Friedensreich Hundertwasser, 1928-2000. Autriche

Artiste, architecte et écologiste



« La spirale est exactement là où la matière inanimée se transforme en vie. »


Friedensreich Hundertwasser, de son véritable nom Friedrich Stowasser, est un artiste autrichien né à Vienne. Ayant perdu très jeune son père (1928), il est élevé par sa mère. Ses premiers dessins datent de 1934, il a 6 ans. Ceux-ci s’annoncent déjà très prometteurs. Sa mère l’oriente vers des études classiques que la seconde guerre mondiale interrompt.

En 1943, 69 membres juifs de sa famille maternelle, parmi lesquels sa tante et sa grand-mère, sont déportés et tués.

En 1948, il entre à l’académie des Beaux-Arts de Vienne pour y apprendre les techniques de base du dessin. Il y reviendra en tant que professeur en 1981.

Ses innombrables voyages à travers le monde lui permettent de découvrir les tendances très diverses de l’art moderne et contemporain, pourtant on ne peut pas vraiment le rattacher à aucun groupe ou un courant. Même s’il débute comme peintre, on décèle dès le départ, dans ses tableaux son attrait pour l’architecture.



Friedensreich Hundertwasser. Discours « dans le nu » contre le rationalisme en architecture au Foyer international des étudiants, Vienne, 1968


Alors que le 20e siècle se plie aux lignes rigides du modernisme, l’architecte autrichien Hundertwasser imagine, lui, des constructions qui épousent les formes de la nature. Pionnier de l’écologie, cet artiste protéiforme envisage la ville comme une osmose entre l’Homme et son environnement. Toitures végétalisées, traitement des déchets ou encore omniprésence des arbres… Autant de caractéristiques indissociables de son oeuvre que les villes s’approprient aujourd’hui dans le cadre de leur mutation urbaine.

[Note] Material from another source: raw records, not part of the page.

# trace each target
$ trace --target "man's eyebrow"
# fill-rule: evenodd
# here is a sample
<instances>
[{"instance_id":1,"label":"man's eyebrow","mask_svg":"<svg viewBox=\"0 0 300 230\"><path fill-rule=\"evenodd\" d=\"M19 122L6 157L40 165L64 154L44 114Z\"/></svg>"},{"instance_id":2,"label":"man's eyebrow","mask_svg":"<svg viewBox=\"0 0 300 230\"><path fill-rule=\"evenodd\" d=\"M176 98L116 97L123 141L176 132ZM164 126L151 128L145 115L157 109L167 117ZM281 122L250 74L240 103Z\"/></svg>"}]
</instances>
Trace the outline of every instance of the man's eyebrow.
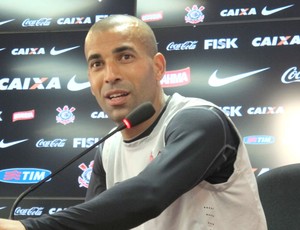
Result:
<instances>
[{"instance_id":1,"label":"man's eyebrow","mask_svg":"<svg viewBox=\"0 0 300 230\"><path fill-rule=\"evenodd\" d=\"M130 47L130 46L121 46L121 47L117 47L115 48L112 53L114 54L117 54L117 53L122 53L126 50L129 50L129 51L133 51L135 52L135 49ZM89 56L87 62L90 62L91 60L94 60L94 59L100 59L101 58L101 55L100 54L92 54Z\"/></svg>"},{"instance_id":2,"label":"man's eyebrow","mask_svg":"<svg viewBox=\"0 0 300 230\"><path fill-rule=\"evenodd\" d=\"M93 59L99 59L99 58L101 58L100 54L92 54L92 55L89 56L87 62L90 62Z\"/></svg>"},{"instance_id":3,"label":"man's eyebrow","mask_svg":"<svg viewBox=\"0 0 300 230\"><path fill-rule=\"evenodd\" d=\"M130 51L135 52L135 50L130 46L121 46L121 47L115 48L113 50L113 53L121 53L121 52L126 51L126 50L130 50Z\"/></svg>"}]
</instances>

Né à Vienne en 1928, Friedrich Stowasser entre à l’académie des Beaux-Arts de sa ville natale à l’âge de 20 ans. C’est alors qu’il adopte le pseudonyme Friedensreich Hundertwasser. Contraction des termes allemands « friden » et « reich » qui signifient « paix » et « royaume » ainsi que de « hundert » et « wasser », littéralement « cent » et « eaux », il édifie son « Royaume de la paix aux cent eaux ». Un patronyme à travers lequel émane les bribes de sa philosophie artistique. 

D’abord peintre, ses premiers coups de pinceaux se transforment en d'hypnotiques spirales multicolores au milieu desquelles s’élèvent d’étranges demeures incurvées et asymétriques. « Mes lignes colorées sont comme les anneaux de la sève des arbres, comme les sédiments de la nature, comme la croissance organique », confesse-t-il lors du vernissage de son exposition à Milan en 1955. De cette relation fusionnelle à la nature naîtra un profond rejet des lignes droites, véritables « danger créé par l'homme car elles sont étrangères à la nature de l'homme, de la vie, de toute création …» Les courbes esquissent ainsi le fil rouge de l’oeuvre de Hundertwasser, qui atteint son apogée avec l’architecture.

C’est vers l’âge de 40 ans, à l’aube des années 1970, que Hundertwasser embrasse la carrière d’architecte. Telles des mises en application de ses toiles, ses édifices se dévoilent tout en sinuosité. Arabesques et ondulations s’opposent alors à la symétrie du baroque viennois et à la rigidité urbaine traditionnelle, comme chez l’architecte barcelonais Gaudí dont il s’est inspiré. De l’Autriche au Japon, de l’Allemagne à la Nouvelle-Zélande, ce « médecin de l’architecture », selon ses propres dires, panse les plaies du conformisme, guérissant les demeures autant que leurs habitants. S’il réhabilite des lieux aussi austères que des toilettes publiques ou une aire d’autoroute, il s’attache surtout à accentuer les liens entre citadins et environnement. Un dessein qui se contemple notamment à l’aune des façades colorées et sinueuses de la Hundertwasserhaus, à Vienne. Cette HLM d’une cinquantaine d’appartements semble ne faire qu’un avec la végétation.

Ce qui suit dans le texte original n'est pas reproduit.